The Parent Trap

Would-be parents, beware. In her compelling new play, Satellites, Diana Son does not paint a pretty picture of the transition to parenthood. A scant six weeks after a tumultuous C-section, Nina (Sandra Oh) feels that she should be ready to work, but is she really? Sitting alone in her home office, she hears her daughter Hannah crying upstairs, and her conflict is palpable—painful, raw, even "feral," as she describes it. But Nina's life and career must go on, baby or no baby, for reasons both financial and personal: she and her husband Miles (Kevin Carroll) have just moved into a four-story Brooklyn brownstone (a definite fixer-upper); Miles, a dot-com producer, is out of work but under pressure by his nomadic and irresponsible brother Eric (Clarke Thorell) to embark on a sketchy business venture; and her friend and business partner Kit (Johanna Day) is begging her to pick up the slack at their architectural firm.

Directed with fluidity and grace by Michael Greif, Satellites raises important questions about the problematic position of a working mother (to work, or not to work? And at what cost?). Son, whose work first rose to prominence with the widespread success and popularity of her 1998 play Stop Kiss (also produced by the Public Theater and starring Oh), recently became a mother herself, and she has duly investigated the fractious activity of childbearing and its resulting identity crises. But within the tidy span of 90 minutes, she also manages to sharply chronicle the manifold ways the birth of a child affects the extended group of people who surround (or orbit) it. And as Nina and Miles attempt to adjust to both their new roles as parents and their new geographical location, they are also confronted by their own racial identities, and lack thereof.

Although neither Nina, who is Korean, nor Miles, who is African-American, feels particularly connected to his or her own roots, they are determined to forge meaningful connections for their daughter. Nina hires a Korean nanny, Mrs. Chae (Satya Lee), hoping that Hannah might learn to speak Korean, while their move to a predominantly black neighborhood is an attempt to give Hannah another opportunity for self-identification.

Their choices quickly crumble around them, however, illustrating the difficulty of manufacturing a specific cultural experience for, well, anyone.
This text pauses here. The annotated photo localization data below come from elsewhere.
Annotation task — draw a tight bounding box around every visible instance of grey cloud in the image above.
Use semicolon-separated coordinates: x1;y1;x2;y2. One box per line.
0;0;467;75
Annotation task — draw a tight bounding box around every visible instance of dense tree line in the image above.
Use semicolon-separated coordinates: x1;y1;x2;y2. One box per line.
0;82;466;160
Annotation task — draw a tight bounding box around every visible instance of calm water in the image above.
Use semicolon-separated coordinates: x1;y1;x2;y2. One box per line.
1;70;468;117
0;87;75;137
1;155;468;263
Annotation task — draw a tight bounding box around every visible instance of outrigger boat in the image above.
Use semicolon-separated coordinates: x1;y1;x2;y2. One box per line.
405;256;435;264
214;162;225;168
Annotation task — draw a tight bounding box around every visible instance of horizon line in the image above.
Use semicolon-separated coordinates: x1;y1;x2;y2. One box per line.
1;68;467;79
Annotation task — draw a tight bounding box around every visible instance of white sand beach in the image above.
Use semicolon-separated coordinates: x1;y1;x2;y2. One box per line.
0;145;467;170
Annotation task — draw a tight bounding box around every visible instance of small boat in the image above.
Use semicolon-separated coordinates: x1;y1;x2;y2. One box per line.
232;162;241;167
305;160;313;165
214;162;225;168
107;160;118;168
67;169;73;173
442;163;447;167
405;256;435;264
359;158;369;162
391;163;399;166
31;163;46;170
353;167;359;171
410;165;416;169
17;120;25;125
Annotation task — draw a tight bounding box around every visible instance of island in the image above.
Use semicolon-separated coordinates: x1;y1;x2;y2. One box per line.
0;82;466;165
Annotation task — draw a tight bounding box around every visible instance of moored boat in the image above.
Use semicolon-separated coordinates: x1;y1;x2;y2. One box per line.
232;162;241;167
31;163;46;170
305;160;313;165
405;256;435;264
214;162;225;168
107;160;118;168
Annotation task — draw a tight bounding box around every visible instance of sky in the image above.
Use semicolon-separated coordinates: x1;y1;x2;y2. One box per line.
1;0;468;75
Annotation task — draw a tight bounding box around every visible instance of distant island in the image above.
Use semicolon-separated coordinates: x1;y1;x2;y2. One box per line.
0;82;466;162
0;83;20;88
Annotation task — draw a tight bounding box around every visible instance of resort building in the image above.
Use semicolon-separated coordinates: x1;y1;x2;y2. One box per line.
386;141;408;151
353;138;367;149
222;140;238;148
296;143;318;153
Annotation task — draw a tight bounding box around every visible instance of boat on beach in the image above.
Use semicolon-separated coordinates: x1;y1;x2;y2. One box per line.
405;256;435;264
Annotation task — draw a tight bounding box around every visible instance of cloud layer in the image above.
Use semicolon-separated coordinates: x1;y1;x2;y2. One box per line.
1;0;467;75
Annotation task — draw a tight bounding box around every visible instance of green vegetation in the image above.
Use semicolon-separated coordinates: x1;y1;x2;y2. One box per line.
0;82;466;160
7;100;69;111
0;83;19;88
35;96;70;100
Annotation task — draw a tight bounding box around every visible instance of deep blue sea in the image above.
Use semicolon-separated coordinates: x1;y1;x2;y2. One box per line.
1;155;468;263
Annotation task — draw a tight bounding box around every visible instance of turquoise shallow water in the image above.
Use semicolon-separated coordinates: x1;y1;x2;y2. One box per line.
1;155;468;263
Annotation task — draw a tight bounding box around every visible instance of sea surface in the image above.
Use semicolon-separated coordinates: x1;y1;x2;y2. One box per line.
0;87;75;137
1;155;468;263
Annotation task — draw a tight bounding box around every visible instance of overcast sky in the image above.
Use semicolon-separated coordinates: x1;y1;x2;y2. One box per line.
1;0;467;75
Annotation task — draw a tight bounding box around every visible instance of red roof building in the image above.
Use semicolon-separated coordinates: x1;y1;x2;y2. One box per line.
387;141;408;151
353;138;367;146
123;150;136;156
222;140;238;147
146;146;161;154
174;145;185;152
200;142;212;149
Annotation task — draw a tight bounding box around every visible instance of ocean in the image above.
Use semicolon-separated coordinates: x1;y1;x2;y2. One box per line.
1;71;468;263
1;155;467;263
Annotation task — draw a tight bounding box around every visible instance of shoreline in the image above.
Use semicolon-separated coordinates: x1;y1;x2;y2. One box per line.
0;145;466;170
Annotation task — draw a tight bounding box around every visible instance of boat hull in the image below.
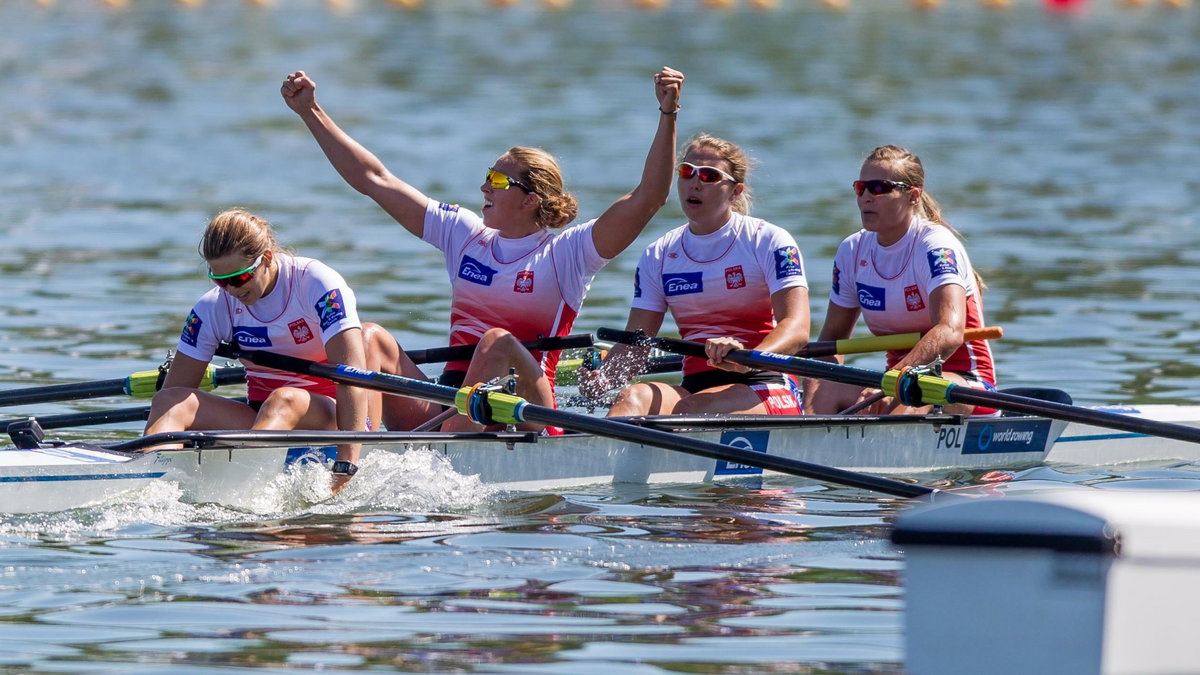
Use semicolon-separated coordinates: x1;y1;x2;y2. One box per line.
0;414;1066;512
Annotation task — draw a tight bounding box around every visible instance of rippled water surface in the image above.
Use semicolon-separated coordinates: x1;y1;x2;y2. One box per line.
1;0;1199;672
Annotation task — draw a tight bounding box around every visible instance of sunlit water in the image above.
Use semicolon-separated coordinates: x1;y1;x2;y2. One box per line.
0;0;1198;671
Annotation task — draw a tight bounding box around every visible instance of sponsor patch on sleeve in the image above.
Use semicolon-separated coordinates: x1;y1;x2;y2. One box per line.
180;310;202;347
634;268;642;298
927;247;960;278
315;289;349;331
831;263;841;296
437;201;460;213
773;246;804;279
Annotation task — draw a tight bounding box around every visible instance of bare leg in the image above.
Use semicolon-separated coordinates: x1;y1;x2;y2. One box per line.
672;383;771;415
362;322;442;431
143;387;260;451
606;381;688;417
252;387;337;431
441;328;554;432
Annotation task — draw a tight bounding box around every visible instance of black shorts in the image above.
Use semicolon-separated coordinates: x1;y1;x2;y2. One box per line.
679;369;793;394
438;370;467;388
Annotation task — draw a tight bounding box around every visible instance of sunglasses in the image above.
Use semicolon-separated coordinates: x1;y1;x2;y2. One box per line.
677;162;738;184
485;167;534;193
208;255;263;289
853;179;915;197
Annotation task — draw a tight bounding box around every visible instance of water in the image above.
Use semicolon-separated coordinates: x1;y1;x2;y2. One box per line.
0;0;1199;671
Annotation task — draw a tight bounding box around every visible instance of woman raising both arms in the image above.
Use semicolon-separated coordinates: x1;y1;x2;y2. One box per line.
581;134;811;416
281;67;683;432
806;145;996;416
144;209;368;487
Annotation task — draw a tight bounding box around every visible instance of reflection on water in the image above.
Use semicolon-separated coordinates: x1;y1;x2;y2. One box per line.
0;1;1199;672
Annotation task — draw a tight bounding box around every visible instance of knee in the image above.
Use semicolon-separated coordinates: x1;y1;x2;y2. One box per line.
611;383;653;412
478;327;516;351
363;322;405;364
259;387;306;414
150;386;199;413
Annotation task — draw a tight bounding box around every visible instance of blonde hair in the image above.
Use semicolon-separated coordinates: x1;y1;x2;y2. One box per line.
199;208;282;262
864;145;985;290
505;147;578;230
681;133;753;215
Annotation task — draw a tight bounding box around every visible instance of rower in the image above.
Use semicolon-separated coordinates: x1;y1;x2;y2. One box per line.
579;134;811;418
281;66;684;434
805;145;997;417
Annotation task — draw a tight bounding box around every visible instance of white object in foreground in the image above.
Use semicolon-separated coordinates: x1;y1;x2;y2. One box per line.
894;489;1200;675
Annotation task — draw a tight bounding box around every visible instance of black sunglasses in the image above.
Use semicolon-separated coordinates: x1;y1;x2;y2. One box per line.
853;179;915;197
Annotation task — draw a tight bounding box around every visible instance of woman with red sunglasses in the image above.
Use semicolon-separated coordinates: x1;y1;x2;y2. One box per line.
281;67;683;432
581;134;811;417
144;209;369;487
805;145;996;416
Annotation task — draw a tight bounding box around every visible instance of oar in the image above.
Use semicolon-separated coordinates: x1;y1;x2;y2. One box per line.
212;343;943;500
597;328;1200;447
800;326;1002;358
0;334;595;408
0;366;246;408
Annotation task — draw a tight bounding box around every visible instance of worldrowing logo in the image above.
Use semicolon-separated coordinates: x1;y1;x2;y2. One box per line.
715;430;770;475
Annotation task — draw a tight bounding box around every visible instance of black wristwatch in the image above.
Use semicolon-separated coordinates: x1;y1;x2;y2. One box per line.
330;460;359;476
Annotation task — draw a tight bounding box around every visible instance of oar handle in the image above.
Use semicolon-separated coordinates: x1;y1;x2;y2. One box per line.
405;333;594;365
818;326;1003;357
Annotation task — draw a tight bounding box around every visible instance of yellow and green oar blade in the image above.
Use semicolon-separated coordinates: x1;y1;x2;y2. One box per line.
597;328;1200;447
215;343;943;500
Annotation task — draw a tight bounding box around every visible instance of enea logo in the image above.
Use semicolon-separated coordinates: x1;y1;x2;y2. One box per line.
927;247;959;278
962;419;1052;455
715;430;770;475
315;289;348;331
662;272;703;296
180;310;203;347
458;255;498;286
774;246;803;279
232;325;272;348
857;283;886;311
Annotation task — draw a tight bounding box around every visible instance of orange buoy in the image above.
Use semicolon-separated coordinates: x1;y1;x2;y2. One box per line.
817;0;849;11
913;0;945;10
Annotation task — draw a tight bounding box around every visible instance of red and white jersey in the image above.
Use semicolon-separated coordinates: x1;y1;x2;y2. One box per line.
632;213;809;375
423;201;609;385
829;218;995;384
175;254;361;402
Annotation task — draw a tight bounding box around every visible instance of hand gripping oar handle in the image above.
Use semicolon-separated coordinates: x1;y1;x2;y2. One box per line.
597;328;1200;447
213;343;942;500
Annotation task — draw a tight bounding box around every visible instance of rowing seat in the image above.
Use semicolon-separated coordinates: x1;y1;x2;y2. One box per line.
996;387;1073;416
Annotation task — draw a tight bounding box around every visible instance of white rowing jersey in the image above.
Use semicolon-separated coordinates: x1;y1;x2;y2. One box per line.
174;254;362;402
632;212;809;375
423;200;609;386
829;217;995;384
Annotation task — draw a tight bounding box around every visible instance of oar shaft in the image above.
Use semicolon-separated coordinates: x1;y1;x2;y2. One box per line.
0;379;127;407
217;345;936;499
816;326;1003;358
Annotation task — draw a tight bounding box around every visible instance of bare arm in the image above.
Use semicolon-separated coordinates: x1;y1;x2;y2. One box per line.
160;352;212;389
895;284;966;370
590;67;684;259
705;286;811;372
324;327;369;464
282;71;431;237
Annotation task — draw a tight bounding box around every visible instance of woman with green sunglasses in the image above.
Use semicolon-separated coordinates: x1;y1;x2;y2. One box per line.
144;209;369;490
281;66;683;433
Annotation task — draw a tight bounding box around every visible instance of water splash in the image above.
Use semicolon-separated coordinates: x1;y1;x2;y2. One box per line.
0;447;496;540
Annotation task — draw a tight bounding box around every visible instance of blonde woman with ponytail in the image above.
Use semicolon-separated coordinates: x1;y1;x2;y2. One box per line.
282;67;683;433
806;145;997;416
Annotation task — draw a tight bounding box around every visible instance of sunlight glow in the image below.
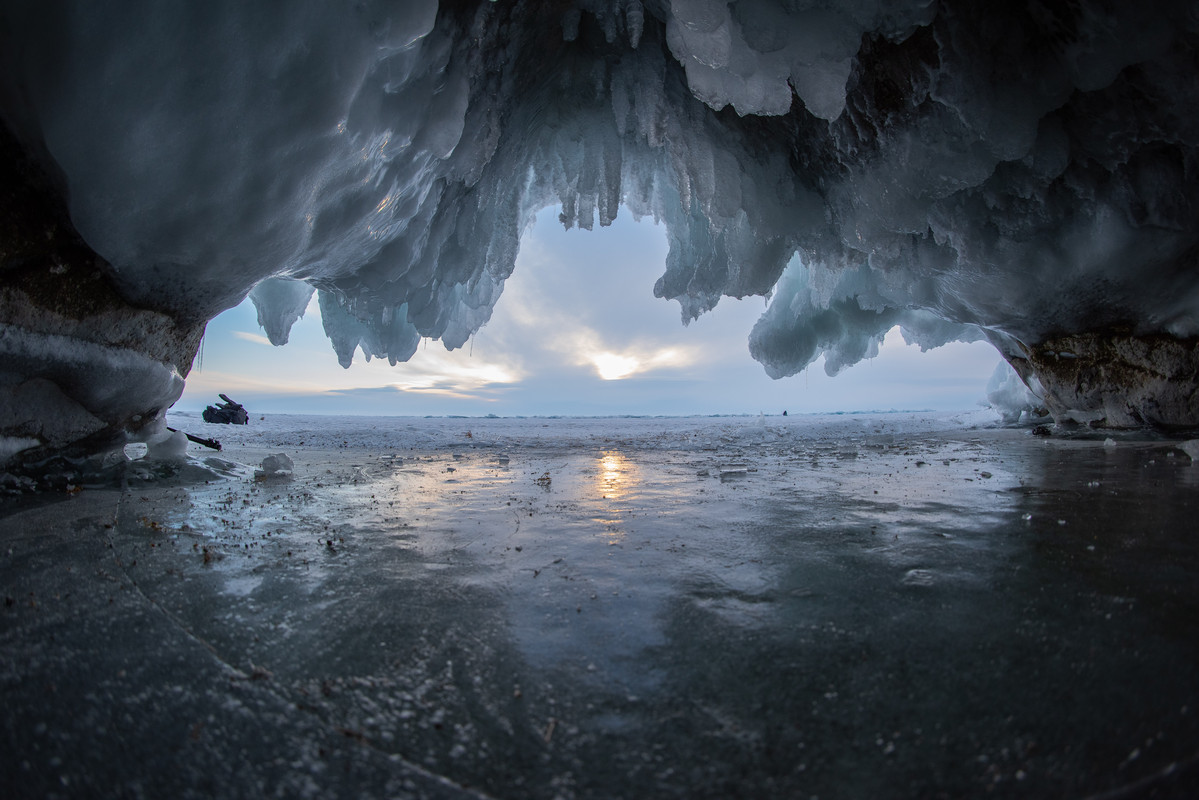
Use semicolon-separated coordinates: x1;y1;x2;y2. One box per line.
187;336;521;403
179;210;1002;417
388;356;519;395
233;330;272;346
589;347;693;380
593;352;640;380
597;452;630;501
592;450;641;543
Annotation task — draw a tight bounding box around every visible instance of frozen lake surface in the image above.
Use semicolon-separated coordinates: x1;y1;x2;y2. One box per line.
3;412;1199;798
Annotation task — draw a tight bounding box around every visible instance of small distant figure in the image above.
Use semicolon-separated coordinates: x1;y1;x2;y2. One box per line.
782;410;788;416
202;393;249;425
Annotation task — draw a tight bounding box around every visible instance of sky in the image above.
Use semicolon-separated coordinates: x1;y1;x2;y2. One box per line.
177;208;1003;417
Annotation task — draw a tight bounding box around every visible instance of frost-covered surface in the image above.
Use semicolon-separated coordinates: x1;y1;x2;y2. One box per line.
166;408;999;455
6;410;1199;797
0;323;185;447
3;0;1198;389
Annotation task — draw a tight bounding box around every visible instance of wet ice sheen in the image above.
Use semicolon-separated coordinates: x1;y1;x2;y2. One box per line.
2;413;1199;798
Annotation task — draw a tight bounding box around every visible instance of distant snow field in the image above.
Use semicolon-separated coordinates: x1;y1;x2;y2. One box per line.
166;409;1001;455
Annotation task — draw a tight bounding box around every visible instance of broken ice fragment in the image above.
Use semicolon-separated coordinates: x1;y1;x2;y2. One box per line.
256;453;294;479
901;569;935;587
719;463;748;482
1179;440;1199;463
145;428;189;460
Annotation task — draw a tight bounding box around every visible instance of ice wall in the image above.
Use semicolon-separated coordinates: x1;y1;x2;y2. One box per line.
3;0;1199;456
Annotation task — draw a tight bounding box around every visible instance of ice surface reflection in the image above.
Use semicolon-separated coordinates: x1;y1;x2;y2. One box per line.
590;450;639;543
596;451;630;502
4;419;1199;799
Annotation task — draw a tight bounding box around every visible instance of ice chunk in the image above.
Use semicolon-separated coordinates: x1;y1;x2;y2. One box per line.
145;428;189;461
789;59;853;122
624;0;644;49
257;453;294;478
718;463;748;482
1179;441;1199;463
0;325;184;449
986;362;1044;425
0;436;40;464
748;258;900;379
901;569;935;587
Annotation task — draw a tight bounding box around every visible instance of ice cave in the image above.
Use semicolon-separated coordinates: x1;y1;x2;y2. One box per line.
1;0;1197;461
5;4;1199;798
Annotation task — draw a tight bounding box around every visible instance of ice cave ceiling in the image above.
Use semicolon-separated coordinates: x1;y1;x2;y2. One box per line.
2;0;1199;457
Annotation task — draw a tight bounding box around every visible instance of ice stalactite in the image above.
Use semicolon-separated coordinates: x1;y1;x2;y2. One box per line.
248;279;316;347
3;0;1199;463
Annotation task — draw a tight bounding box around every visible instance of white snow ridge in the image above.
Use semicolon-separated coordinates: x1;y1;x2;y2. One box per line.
3;0;1199;457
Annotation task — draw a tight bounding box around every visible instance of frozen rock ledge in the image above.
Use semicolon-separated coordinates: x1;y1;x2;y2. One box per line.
1016;333;1199;429
3;0;1199;461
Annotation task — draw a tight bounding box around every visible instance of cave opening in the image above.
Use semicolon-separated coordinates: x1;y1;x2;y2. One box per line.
180;207;1003;419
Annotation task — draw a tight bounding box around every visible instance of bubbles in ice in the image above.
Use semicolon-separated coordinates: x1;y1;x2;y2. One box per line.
123;442;149;461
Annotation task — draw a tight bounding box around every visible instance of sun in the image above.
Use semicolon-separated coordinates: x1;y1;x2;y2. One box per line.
592;352;639;381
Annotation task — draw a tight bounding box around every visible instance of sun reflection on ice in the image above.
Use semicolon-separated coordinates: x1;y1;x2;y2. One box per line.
593;450;639;543
598;452;630;500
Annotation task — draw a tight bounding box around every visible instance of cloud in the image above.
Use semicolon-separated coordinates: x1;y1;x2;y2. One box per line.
592;352;638;380
485;256;704;382
232;330;272;346
381;348;521;394
180;209;1002;417
182;369;332;397
587;345;698;380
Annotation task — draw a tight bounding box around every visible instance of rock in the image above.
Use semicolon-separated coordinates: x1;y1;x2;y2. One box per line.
1011;333;1199;429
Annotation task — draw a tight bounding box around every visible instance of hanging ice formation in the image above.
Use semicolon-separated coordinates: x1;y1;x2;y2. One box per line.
3;0;1199;460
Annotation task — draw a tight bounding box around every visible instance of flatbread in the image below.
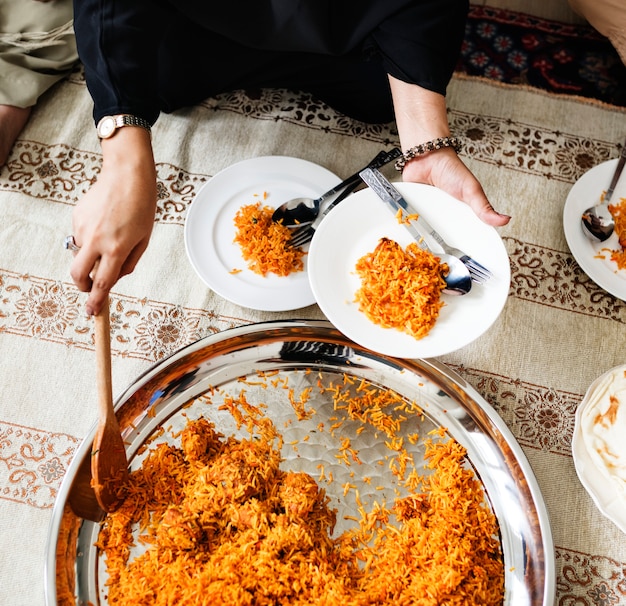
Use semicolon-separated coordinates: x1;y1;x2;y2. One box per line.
580;366;626;493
Soon after they move in, a rock is thrown through their front window. Whether or not the act was racially motivated, it threatens their faith in themselves, driving each of them to seek a sense of belonging elsewhere.

Nina, whose own mother is dead, begins to gravitate toward Mrs. Chae, and a look of longing crosses her face as Mrs. Chae sings a familiar Korean lullaby to Hannah. Miles, in turn, strikes up an unwilling relationship with Reggie (Ron Cephas Jones), the "king of the block," whose streetwise wheeling and dealing lands him, oddly enough, at the center of their household renovations. However, both Nina and Miles are just as quick to avoid identifying too closely with their new acquaintances, especially when Nina discovers Mrs. Chae's ignorance and Miles begins to doubt Reggie's honesty.

Clearly, there is much (and sometimes a little too much) going on here, but if Son's script is somewhat overburdened with detail, it's hard to complain about in a production that is so uniformly well acted, conscientiously envisioned, and brimming with smarts. Son's characters are so thoughtfully drawn that even a weaker, quasi-romantic subplot between Kit and Eric becomes intriguing.

On hiatus from her Golden Globe-winning role in TV's Grey's Anatomy, Oh shows her theatrical prowess here, vividly depicting Nina's conflict as she alternates between strength and vulnerability. Carroll adeptly harnesses Miles's uncertainty and fear, while Ron Cephas Jones strikes the perfect balance (equal parts irritating and irresistible) as the swaggering Reggie. Day is a vibrant addition as the smart and snappy Kit, who is turning 40 and wishes Nina would pay more attention to her "baby," their work.

Designer Mark Wendland's set is a Brooklyn brownstone to build a dream on, an unfinished apartment with a gorgeous staircase and a bright, colorful studio. The sets glide swiftly along tracks as they shift us and the characters through different rooms, and Greif gives us glimpses of the actors moving through different spaces as the scenes evolve, underscoring their search for a quiet, stable place to sit down in relative peace.

Satellites is also a study of geography, both that of ourselves and our property—how ownership changes in a neighborhood, for one thing, as well as what (if anything) we have to pass down as human beings. Nina fears that Hannah "will never see herself—she will never see me." Within this Brooklyn brownstone, relationships and expectations across race and class are thwarted and distorted. Although these characters may seem to move in parallel orbits, their lives inevitably intersect, provoking arguments and encounters that are both painful and edifying.